- 12 to 16 ServingsServings
- 11/2 loaf (1 pound) challah
- 1 cup semisweet chocolate chips
- 11/2 cup milk
- 1 cup heavy cream
- 4 tablespoon unsalted butter, sliced into 4 or 5 pices
- 1 cup sugar
- 3 heaping tablespoons instant espresso
- 8 eggs
- 1 teaspoon pure vanilla extract
Preheat the oven to 350 degrees. Spray a 9” x 13” or similarly sized pan with non-stick spray. Cut challah into 1 inch cubes and place in the prepared pan. Sprinkle the chocolate chips evenly over the challah cubes. Set aside.

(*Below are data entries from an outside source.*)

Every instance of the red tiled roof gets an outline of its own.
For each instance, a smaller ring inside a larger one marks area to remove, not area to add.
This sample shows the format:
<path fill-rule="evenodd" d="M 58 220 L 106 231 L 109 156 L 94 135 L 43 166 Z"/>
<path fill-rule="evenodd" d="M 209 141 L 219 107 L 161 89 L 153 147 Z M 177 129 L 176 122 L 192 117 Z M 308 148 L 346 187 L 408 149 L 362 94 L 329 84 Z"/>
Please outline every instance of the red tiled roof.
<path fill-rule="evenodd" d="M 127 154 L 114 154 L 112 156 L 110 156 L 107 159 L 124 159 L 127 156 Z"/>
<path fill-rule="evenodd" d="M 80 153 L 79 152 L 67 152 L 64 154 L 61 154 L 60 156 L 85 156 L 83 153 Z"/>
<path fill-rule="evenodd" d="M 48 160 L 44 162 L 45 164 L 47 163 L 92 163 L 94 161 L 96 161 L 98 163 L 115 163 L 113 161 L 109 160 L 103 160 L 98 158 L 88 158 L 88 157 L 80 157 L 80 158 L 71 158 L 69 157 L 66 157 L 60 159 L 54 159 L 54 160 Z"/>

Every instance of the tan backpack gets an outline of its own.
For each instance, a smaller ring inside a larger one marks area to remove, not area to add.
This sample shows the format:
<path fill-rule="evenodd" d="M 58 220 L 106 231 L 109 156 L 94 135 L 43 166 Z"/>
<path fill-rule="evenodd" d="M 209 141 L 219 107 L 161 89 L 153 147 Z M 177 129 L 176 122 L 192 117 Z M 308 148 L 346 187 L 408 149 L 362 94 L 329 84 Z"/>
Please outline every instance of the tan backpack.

In a medium saucepan, place the milk, cream, butter, sugar and espresso and whisk to blend. Crack the eggs into a separate bowl and mix with a fork to break up the yolks. Add to the milk mixture and whisk to incorporate. Heat over a medium low flame, whisking constantly, until the butter is melted. Remove from the heat and whisk in the vanilla extract. Carefully pour the mixture over the challah cubes until evenly moistened. Set aside for 10 minutes until most of the liquid is absorbed.
Bake for 20 to 30 minutes until the center seems set and the top is lightly browned. Serve warm, cold or at room temperature, ideally with a scoop of vanilla ice cream.